Radiations emitted from mobile phone usage may have been pointed out as the cause of cancer, especially brain tumors, for a long time now. But in striking contrast to this, a new study suggests that development of brain cancer in adults might not be connected to the regular use of mobile phones.
This conclusion was a result of a cohort study conducted in Denmark. The study was aimed at examining the risk of tumors in the central nervous system among Danish mobile phone subscribers. Subjects of this study were Danish citizens who were even born after 1925 and can be categorized in the age group of above the 30 years bracket. These were divided into two sub-categories, subscribers of mobile phones and non-subscribers, since before 1995.
The findings of this study point out that among 3,58,403 subscription holders, there were 10,729 cases of tumors, all from the follow-up period between 1990 and 2007. Also, the risk of such tumors between men and women was the same. For users with over 13 years of mobile phone use to talk about, the incidence rate ratio was 1.03 in men and 0.91 in women.

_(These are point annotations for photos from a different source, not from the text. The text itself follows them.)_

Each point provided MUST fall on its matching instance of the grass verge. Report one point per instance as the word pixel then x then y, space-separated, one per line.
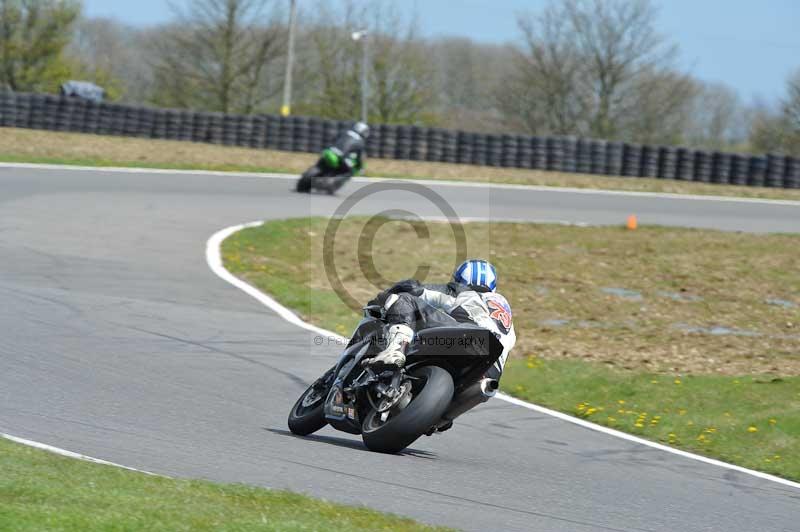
pixel 43 491
pixel 34 146
pixel 688 337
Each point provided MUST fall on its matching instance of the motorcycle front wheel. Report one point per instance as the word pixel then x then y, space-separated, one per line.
pixel 431 394
pixel 308 413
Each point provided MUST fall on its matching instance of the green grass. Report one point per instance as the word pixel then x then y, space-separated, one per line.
pixel 747 420
pixel 610 348
pixel 43 491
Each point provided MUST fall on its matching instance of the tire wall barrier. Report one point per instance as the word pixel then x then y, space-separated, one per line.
pixel 310 134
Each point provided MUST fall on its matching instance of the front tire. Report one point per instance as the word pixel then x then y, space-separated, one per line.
pixel 432 394
pixel 308 413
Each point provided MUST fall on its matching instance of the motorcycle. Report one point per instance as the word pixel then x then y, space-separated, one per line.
pixel 327 175
pixel 391 407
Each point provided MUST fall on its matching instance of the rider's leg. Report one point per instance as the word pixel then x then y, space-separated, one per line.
pixel 401 312
pixel 404 315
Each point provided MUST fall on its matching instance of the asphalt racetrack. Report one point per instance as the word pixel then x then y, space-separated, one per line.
pixel 118 342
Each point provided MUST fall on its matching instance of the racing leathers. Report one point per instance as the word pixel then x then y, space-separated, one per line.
pixel 343 159
pixel 411 307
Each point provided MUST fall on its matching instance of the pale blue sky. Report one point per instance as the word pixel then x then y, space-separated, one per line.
pixel 750 45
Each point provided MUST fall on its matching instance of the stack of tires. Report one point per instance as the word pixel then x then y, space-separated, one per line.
pixel 569 157
pixel 555 153
pixel 583 156
pixel 757 170
pixel 614 159
pixel 631 160
pixel 720 168
pixel 791 176
pixel 649 166
pixel 667 162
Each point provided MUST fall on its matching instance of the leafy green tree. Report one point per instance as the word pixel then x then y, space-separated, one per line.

While considering subscribers with more than 10 years of cell phone usage, the study highlights the incidences of glioma and meningioma development. For glioma, it was 1.04 in members of both sexes, whereas for meningioma, it was 0.90 in men and 0.93 in women. The overall outcome indicates that there is no dose-response relation between mobile phone use and brain cancer, neither in terms of years since first subscription for a mobile phone, nor by anatomical location of the tumor.
The study is being distributed as an open access article and was sourced from the British Medical Journal.